Adding a New Effect Tag

1. Add to TypeScript contracts

// packages/contracts/src/effects.ts
export type EffectTag =
  | "READ_REPO"
  | "WRITE_PATCH"
  // ... existing effects ...
  | "MY_NEW_EFFECT";  // Add here

2. Add to Python models

# packages/adapter-sdk/adapter_sdk/models.py
EffectTag = Literal[
    "READ_REPO",
    "WRITE_PATCH",
    # ... existing effects ...
    "MY_NEW_EFFECT",  # Add here
]

3. Update agent scopes (if needed)

# apps/api/app/main.py
AGENT_PROFILES = {
    "Casey": {
        "allowed_effects": {"READ_REPO", "WRITE_PATCH", "MY_NEW_EFFECT"},
        # ...
    },
}

4. Update runner tool allowlist (if executable)

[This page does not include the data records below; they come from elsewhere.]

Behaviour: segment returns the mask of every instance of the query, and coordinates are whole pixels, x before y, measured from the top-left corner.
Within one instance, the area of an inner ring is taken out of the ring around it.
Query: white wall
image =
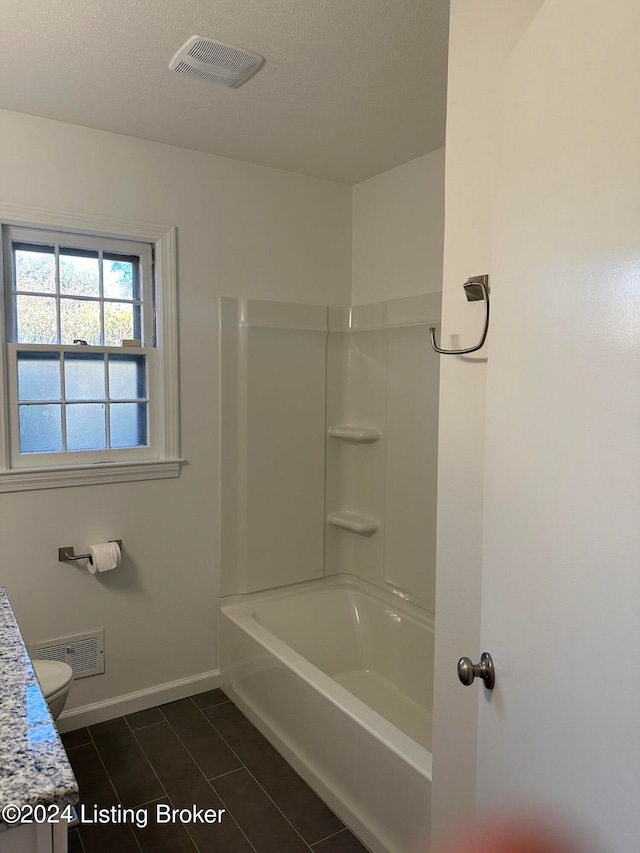
[[[501,70],[543,0],[452,0],[447,98],[443,346],[472,345],[483,305],[462,283],[491,272]],[[482,46],[478,50],[478,45]],[[472,61],[470,61],[472,57]],[[458,684],[456,661],[478,657],[486,358],[443,356],[440,368],[433,835],[473,815],[478,691]],[[447,698],[450,701],[447,701]],[[465,784],[466,783],[466,784]]]
[[[442,290],[444,148],[353,188],[353,304]]]
[[[0,583],[28,641],[106,629],[106,673],[70,707],[217,666],[221,294],[347,305],[351,188],[0,112],[5,202],[178,227],[182,455],[177,480],[0,496]],[[61,545],[122,538],[91,577]]]

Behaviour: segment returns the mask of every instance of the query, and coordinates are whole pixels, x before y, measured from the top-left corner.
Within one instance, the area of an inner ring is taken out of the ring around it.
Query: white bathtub
[[[351,576],[221,608],[222,684],[373,853],[428,849],[433,621]]]

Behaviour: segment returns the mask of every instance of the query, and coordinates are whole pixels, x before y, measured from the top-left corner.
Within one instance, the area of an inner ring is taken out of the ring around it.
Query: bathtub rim
[[[418,623],[431,633],[434,632],[435,620],[429,611],[402,599],[397,594],[381,590],[362,578],[346,574],[331,575],[262,592],[225,596],[220,600],[221,616],[234,622],[283,666],[292,670],[306,684],[316,689],[324,699],[361,725],[369,735],[405,761],[415,772],[432,782],[433,758],[430,750],[350,693],[256,620],[254,614],[257,603],[295,598],[305,593],[310,594],[313,589],[350,589],[364,593],[378,603],[392,608],[394,612],[397,610],[400,615]]]

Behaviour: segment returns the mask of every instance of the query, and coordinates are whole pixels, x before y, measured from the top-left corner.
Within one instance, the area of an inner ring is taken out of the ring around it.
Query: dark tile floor
[[[69,833],[69,853],[365,851],[221,690],[68,732],[62,740],[85,817]],[[215,824],[156,821],[167,807],[194,805],[226,812]],[[142,808],[147,826],[135,813],[118,822],[127,808]],[[96,809],[116,821],[89,822],[100,818]]]

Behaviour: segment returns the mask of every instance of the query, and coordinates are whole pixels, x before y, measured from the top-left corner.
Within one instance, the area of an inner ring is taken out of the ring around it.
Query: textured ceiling
[[[4,0],[0,107],[356,183],[444,145],[448,0]],[[192,35],[266,57],[230,90]]]

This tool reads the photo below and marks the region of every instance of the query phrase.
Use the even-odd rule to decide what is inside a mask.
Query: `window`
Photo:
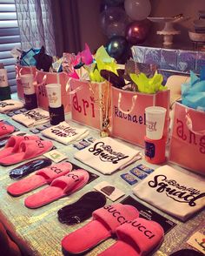
[[[15,0],[0,0],[0,63],[8,71],[11,91],[17,91],[15,64],[10,55],[15,47],[21,47],[20,33],[17,19]]]

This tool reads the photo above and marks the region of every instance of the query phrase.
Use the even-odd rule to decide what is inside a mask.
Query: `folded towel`
[[[69,145],[88,136],[89,131],[86,128],[72,127],[64,121],[42,131],[42,134],[64,145]]]
[[[31,127],[47,123],[50,120],[50,113],[37,108],[22,114],[14,115],[12,119],[27,127]]]
[[[106,137],[75,153],[75,158],[103,174],[111,174],[141,158],[141,152]]]
[[[23,104],[18,100],[6,99],[0,101],[0,113],[7,113],[23,107]]]
[[[186,220],[205,206],[205,179],[169,165],[157,168],[133,190],[141,199]]]

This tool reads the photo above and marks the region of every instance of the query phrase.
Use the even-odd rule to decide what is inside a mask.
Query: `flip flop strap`
[[[62,165],[62,164],[55,165],[37,171],[36,175],[41,175],[43,176],[46,179],[53,180],[59,176],[66,174],[71,171],[71,169],[72,165],[70,164],[69,165],[69,163],[67,165]]]
[[[119,239],[136,245],[136,250],[140,253],[149,253],[153,250],[163,238],[162,227],[155,221],[138,218],[131,223],[126,223],[116,229]],[[133,243],[134,242],[134,243]]]
[[[75,174],[74,172],[70,172],[67,175],[55,179],[50,185],[61,187],[64,193],[69,193],[79,182],[82,181],[83,179],[83,176]]]

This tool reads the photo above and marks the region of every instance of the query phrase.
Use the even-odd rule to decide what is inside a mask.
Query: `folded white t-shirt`
[[[74,156],[103,174],[111,174],[139,159],[140,155],[139,151],[106,137],[95,141],[90,146],[75,153]]]
[[[141,199],[183,221],[205,206],[205,179],[169,165],[157,168],[133,192]]]
[[[64,145],[69,145],[88,136],[89,131],[86,128],[72,127],[64,121],[42,131],[42,134]]]
[[[6,99],[0,101],[0,112],[7,113],[11,111],[18,110],[23,107],[23,104],[18,100]]]
[[[31,127],[47,123],[50,120],[50,113],[36,108],[22,114],[14,115],[12,119],[27,127]]]

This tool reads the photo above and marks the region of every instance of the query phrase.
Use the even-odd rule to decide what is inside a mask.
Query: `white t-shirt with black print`
[[[50,120],[50,113],[36,108],[22,114],[14,115],[12,119],[27,127],[32,127],[47,123]]]
[[[23,104],[19,100],[6,99],[0,101],[0,113],[18,110],[23,107]]]
[[[133,192],[141,199],[183,221],[205,206],[205,179],[169,165],[157,168]]]
[[[89,135],[89,131],[86,128],[72,127],[64,121],[56,126],[42,131],[42,134],[64,145],[69,145],[74,141],[84,138]]]
[[[95,141],[90,146],[75,153],[75,158],[103,174],[111,174],[130,165],[140,157],[140,151],[132,149],[109,137]]]

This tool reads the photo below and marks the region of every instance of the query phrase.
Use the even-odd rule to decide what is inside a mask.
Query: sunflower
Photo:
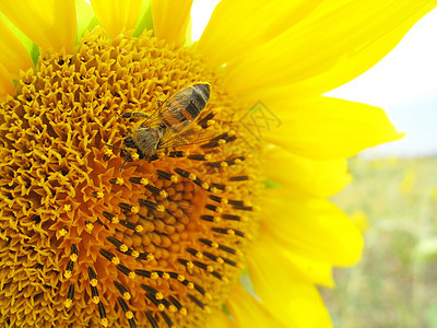
[[[437,1],[223,0],[196,43],[191,2],[2,1],[2,327],[330,326],[327,198],[400,134],[322,94]]]

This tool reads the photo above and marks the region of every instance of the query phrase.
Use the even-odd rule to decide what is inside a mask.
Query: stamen
[[[74,300],[74,284],[70,284],[69,290],[67,292],[66,307],[69,308],[73,304]]]

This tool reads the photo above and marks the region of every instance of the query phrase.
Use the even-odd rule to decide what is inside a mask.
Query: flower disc
[[[123,139],[147,125],[126,114],[200,81],[212,92],[196,140],[120,171]],[[98,28],[16,86],[0,116],[2,325],[203,327],[258,229],[243,105],[190,48]]]

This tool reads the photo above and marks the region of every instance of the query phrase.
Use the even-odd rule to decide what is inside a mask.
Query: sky
[[[194,0],[192,38],[198,39],[217,0]],[[437,155],[437,10],[423,17],[374,68],[327,95],[386,109],[406,136],[363,153],[371,157]]]

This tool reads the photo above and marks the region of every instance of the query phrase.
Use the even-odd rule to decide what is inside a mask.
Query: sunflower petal
[[[205,324],[205,328],[232,328],[231,319],[223,312],[213,312]]]
[[[269,108],[282,120],[262,138],[315,160],[349,157],[366,148],[402,138],[380,108],[331,97],[314,97]],[[288,112],[285,112],[288,110]]]
[[[284,270],[287,270],[290,279],[328,288],[334,286],[332,265],[327,260],[314,259],[294,251],[290,243],[277,239],[269,230],[261,230],[256,243],[263,246],[253,247],[249,256],[253,256],[261,262],[273,257],[276,262],[282,263]]]
[[[323,1],[283,34],[226,66],[227,86],[249,98],[273,85],[296,84],[293,94],[300,97],[331,90],[374,66],[436,2]]]
[[[262,214],[264,233],[294,254],[333,266],[351,266],[361,258],[363,237],[358,229],[327,199],[293,196],[286,189],[268,189]]]
[[[265,175],[296,195],[332,196],[352,181],[346,160],[315,161],[280,147],[271,147],[265,156]]]
[[[20,70],[26,71],[33,67],[31,55],[11,32],[7,24],[0,20],[0,63],[8,70],[11,82],[17,79]]]
[[[120,33],[132,34],[140,16],[143,0],[91,0],[98,22],[115,37]]]
[[[78,14],[78,35],[83,36],[85,28],[94,17],[94,12],[90,3],[85,0],[75,0],[75,8]]]
[[[7,95],[14,96],[15,93],[12,75],[0,62],[0,99],[4,99]]]
[[[320,2],[221,1],[199,39],[198,49],[212,67],[238,61],[237,58],[244,58],[260,44],[304,19]]]
[[[228,297],[226,305],[234,319],[233,327],[252,328],[253,323],[257,323],[258,327],[283,327],[240,284],[233,288],[232,296]]]
[[[0,11],[43,49],[72,54],[75,31],[75,0],[3,0]]]
[[[317,289],[311,283],[294,279],[273,253],[265,253],[268,245],[256,242],[252,248],[248,269],[262,305],[285,327],[331,327],[329,313]]]
[[[176,46],[184,45],[191,4],[192,0],[152,0],[155,36]]]

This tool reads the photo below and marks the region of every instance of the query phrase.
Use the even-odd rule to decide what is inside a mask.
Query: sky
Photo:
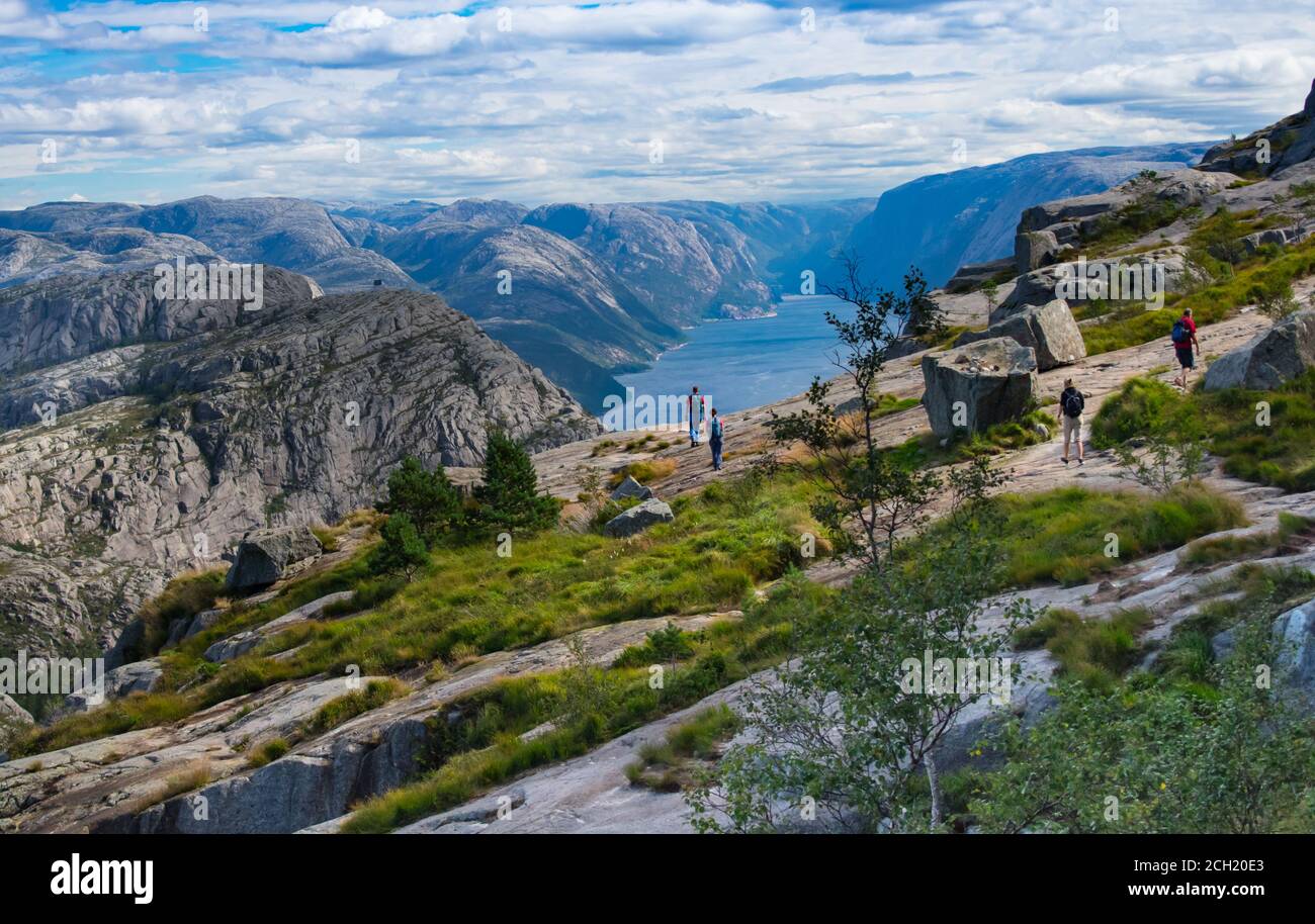
[[[0,208],[807,202],[1301,109],[1315,0],[0,0]]]

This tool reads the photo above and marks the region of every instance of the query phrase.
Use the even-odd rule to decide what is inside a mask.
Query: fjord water
[[[832,296],[786,296],[775,317],[702,323],[650,368],[617,381],[636,396],[686,394],[698,385],[721,413],[788,398],[807,389],[814,376],[838,375],[827,310],[853,317],[853,306]]]

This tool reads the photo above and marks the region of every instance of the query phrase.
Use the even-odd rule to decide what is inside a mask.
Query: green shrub
[[[274,740],[266,741],[259,748],[256,748],[251,757],[247,760],[247,766],[259,768],[266,764],[272,764],[274,761],[283,757],[285,753],[292,751],[292,745],[284,737],[276,737]]]
[[[462,498],[443,467],[429,472],[416,456],[402,459],[388,476],[388,501],[380,509],[404,514],[427,545],[458,531],[464,517]]]
[[[1236,501],[1199,485],[1164,497],[1059,488],[1005,494],[999,503],[1005,517],[1001,555],[1009,584],[1019,588],[1045,581],[1084,584],[1131,559],[1245,523]],[[938,527],[931,530],[934,535]],[[1106,555],[1109,534],[1118,538],[1118,557]]]
[[[1155,379],[1130,379],[1101,405],[1091,421],[1091,448],[1110,450],[1147,436],[1184,406],[1182,396]]]
[[[1014,634],[1019,648],[1045,647],[1060,670],[1097,686],[1109,686],[1136,664],[1137,636],[1153,618],[1144,609],[1120,610],[1109,619],[1082,619],[1070,610],[1048,610]]]
[[[490,430],[484,469],[475,486],[476,518],[489,531],[544,530],[558,522],[560,507],[539,493],[530,453],[501,430]]]

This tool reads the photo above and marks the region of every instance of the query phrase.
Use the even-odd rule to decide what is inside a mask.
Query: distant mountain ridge
[[[914,263],[931,285],[942,285],[964,264],[1010,256],[1018,216],[1027,206],[1103,192],[1143,170],[1191,167],[1211,143],[1028,154],[923,176],[882,193],[846,247],[888,287]]]
[[[597,411],[621,393],[615,375],[651,363],[681,329],[764,314],[807,273],[834,281],[840,248],[882,285],[898,285],[913,263],[935,285],[960,264],[1009,254],[1023,208],[1195,163],[1206,147],[1036,154],[814,205],[46,202],[0,212],[0,288],[181,255],[284,267],[327,293],[430,290]]]

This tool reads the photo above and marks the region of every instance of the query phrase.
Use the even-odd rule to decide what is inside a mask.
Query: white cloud
[[[869,196],[956,138],[981,164],[1248,130],[1315,76],[1312,0],[1123,0],[1116,32],[1065,0],[813,4],[814,32],[748,0],[203,5],[0,0],[0,151],[54,137],[121,198]]]

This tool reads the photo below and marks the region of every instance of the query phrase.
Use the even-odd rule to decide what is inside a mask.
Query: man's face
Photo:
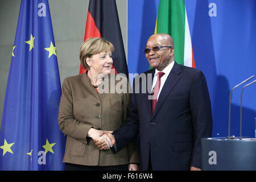
[[[166,36],[153,35],[148,39],[146,48],[159,46],[173,46],[171,45],[169,40]],[[150,50],[150,52],[146,53],[146,57],[152,68],[162,71],[171,62],[171,56],[173,54],[173,48],[163,47],[157,51]]]

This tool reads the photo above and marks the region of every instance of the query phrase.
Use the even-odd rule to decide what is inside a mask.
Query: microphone
[[[242,89],[242,91],[241,92],[241,102],[240,102],[240,138],[239,138],[240,140],[242,139],[242,95],[243,94],[243,90],[247,87],[248,86],[253,84],[253,83],[256,82],[256,80],[254,80],[254,81],[251,82],[250,84],[247,84],[245,86],[243,86],[243,89]]]
[[[243,81],[242,81],[241,83],[240,83],[239,84],[236,85],[235,86],[233,87],[233,88],[231,90],[230,93],[229,93],[229,130],[228,130],[228,139],[230,139],[230,113],[231,113],[231,96],[232,94],[232,92],[233,90],[234,90],[236,88],[237,88],[238,86],[240,86],[241,85],[242,85],[242,84],[246,82],[246,81],[247,81],[248,80],[251,79],[252,78],[253,78],[254,77],[254,75],[253,75],[252,76],[251,76],[250,77],[247,78],[246,80],[243,80]],[[251,83],[253,84],[253,83]],[[249,85],[248,85],[249,86]]]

# services/runner/app/runner.py
TOOL_ALLOWLIST = {"echo", "pytest", "git", "build", "my_new_tool"}

Testing

Run full audit (recommended)

./scripts/audit.sh

This runs all tests and generates evidence in evidence/. Expected output:

  • API tests: 76 passed
  • UI tests: 36 passed
  • Final: AUDIT PASSED - GUARANTEES VERIFIED

Run API unit tests

cd apps/api
python3 -m pytest tests/ -v --tb=short

Test files:

  • test_auth_invariants.py - Authentication checks (13 tests)
  • test_governance_invariants.py - Policy enforcement (8 tests)
  • test_governance_redteam_invariants.py - Attack resistance (22 tests)
  • test_reversibility_gate_invariants.py - Reversibility + budget (33 tests)

Run UI governance tests

cd apps/ui
npm test                    # Run all tests (36 tests)
npm run test:watch          # Watch mode
npm run test:coverage       # With coverage
npm run typecheck           # Type checking only

Run syntax checks

python3 -m py_compile apps/api/app/main.py
python3 -m py_compile services/runner/app/runner.py

Run integration tests (requires API running)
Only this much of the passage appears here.